Recombinant protein production has been widely employed in the insect host cells. Baculovirus as an insect virus naturally infects and replicates in the host insect cells (1). Baculoviruses has been used in biotechnology applications beyond the production of proteins in insect cells (16). On the other hand, bacterial virulence factors as potential agents for cancer therapy have already been used (17). Shiga toxin has been applied as fusion products to target the protein to specific cells or direct injection of Stx into tumors to kill cells. Gene Transfer-Mediated for cancer therapy by bacterial virulence factors like Shiga toxin has already been used (17). Stx application as a fusion protein or as an intact toxin is complicated because any cell, tumor, or normal, that comes into contact could be killed (18). Expression of recombinant bacterial toxins in insect cells could apply as a new vehicle to effectively deliver toxin subunit genes into cells. However, in BacMam virus gene delivery system, production rapidly can scale-up and viruses can easily generate (6). Nowadays, there are many examples of efficient expression via recombinant BacMam of secreted proteins (19), ABC drug transporters (20) and enzymes in mammalian cells (21). One of the most advantages of baculoviruses is its production in insect cells, which are not capable of replicating in mammalian cells (7). They cannot cause disease in healthy human adults. There are many advantages of Baculovirus vectors usage, for gene therapy. Collectively, baculovirus vectors usage are large cloning capacity, ease of production, lack of toxicity and replication, and lack of pre-existing immunity (22).

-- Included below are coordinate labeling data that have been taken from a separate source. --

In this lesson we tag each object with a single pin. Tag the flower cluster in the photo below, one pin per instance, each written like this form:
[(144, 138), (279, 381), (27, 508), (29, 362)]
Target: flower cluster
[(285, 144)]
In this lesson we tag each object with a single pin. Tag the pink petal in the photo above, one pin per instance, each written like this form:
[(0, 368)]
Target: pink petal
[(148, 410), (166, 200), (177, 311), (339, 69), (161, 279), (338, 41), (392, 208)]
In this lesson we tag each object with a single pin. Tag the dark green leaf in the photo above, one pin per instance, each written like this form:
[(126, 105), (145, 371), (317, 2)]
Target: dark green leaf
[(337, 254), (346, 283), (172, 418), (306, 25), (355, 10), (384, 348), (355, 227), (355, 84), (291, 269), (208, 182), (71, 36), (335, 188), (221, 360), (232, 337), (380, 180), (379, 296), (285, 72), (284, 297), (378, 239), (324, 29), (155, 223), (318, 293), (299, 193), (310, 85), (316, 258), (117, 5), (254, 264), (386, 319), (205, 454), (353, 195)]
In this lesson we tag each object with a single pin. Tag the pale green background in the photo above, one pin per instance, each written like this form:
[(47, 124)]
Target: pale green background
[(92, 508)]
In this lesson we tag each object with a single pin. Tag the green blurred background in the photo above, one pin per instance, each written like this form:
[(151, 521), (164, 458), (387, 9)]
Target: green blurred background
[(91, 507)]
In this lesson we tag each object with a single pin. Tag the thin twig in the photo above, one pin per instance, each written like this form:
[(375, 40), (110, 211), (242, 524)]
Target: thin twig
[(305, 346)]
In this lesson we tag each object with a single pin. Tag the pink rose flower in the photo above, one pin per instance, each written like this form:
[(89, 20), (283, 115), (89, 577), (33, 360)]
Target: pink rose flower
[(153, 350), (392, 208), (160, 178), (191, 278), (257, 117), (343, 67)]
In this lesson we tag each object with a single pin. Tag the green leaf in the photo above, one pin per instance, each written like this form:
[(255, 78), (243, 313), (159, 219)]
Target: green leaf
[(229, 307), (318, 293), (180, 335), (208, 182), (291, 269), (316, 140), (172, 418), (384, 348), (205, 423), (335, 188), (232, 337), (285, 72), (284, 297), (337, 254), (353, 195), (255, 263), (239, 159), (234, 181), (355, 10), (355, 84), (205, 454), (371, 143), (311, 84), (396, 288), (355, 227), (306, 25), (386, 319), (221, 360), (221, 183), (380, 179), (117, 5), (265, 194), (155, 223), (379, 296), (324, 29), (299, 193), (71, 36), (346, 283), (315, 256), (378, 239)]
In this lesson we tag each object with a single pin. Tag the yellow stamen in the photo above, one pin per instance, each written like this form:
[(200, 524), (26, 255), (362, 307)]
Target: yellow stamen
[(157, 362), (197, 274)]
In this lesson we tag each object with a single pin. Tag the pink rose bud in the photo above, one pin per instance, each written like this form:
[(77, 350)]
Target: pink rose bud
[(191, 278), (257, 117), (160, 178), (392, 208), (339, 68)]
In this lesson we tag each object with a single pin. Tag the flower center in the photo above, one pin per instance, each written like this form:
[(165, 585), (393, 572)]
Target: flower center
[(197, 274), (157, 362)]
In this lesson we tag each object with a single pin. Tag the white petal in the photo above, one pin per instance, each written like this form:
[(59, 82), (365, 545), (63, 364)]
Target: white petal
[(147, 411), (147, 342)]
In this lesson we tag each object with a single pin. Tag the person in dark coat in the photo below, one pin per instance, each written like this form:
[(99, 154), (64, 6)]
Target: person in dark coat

In this regard, a recombinant baculovirus vector was designed carrying gene encoding A subunit of Stx. The expression of StxA subunit was assessed in E. coli and insect cells. The expression in both systems was confirmed. Two corresponding bands were observed for expressed protein in baculovirus. Presumably, baculovirus expressions are along with co- and post translational of the expressed proteins that result to the different size of the protein (4). However, baculovirus carrying the construct, infected HeLa cells and the cytotoxicity was investigated. It was shown that A subunit of Shiga toxin was successfully delivered to the cells. Protein delivery by baculovirus is the safest way of virus delivery system. Baculoviruses are not able to proliferate in mammalian cells while they can infect cells. Moreover, baculoviruses should, more be used for targeted therapeutic gene therapy in human, as it was used in prostate cancer (23). There are no reports of side effects for baculovirus usage in gene therapy. In the future, advantages and disadvantages of baculoviruses usage will be more defined as vehicles for delivery of gene/protein to human cells (24). Baculovirus mediated drug delivery has been implicated in cancer therapy; it was shown that a baculovirus expressing Diphteria toxin A inhibits the growth of cultured glioma cells (25). Moreover Baculovirus potential in the therapy of Epstein-Barr virus-related cancer was also been indicated (26).

This study is the prototype pilot study to construct a baculovirus vehicle containing StxA for the first time and using baculovirus infection capability to infect mammalian cells as a tool for gene/protein delivery. StxA cytotoxicity and its use in mice as in vivo model could provide additional data for any future application. Further studies on in vivo models, would provide more promising data for future clinical application.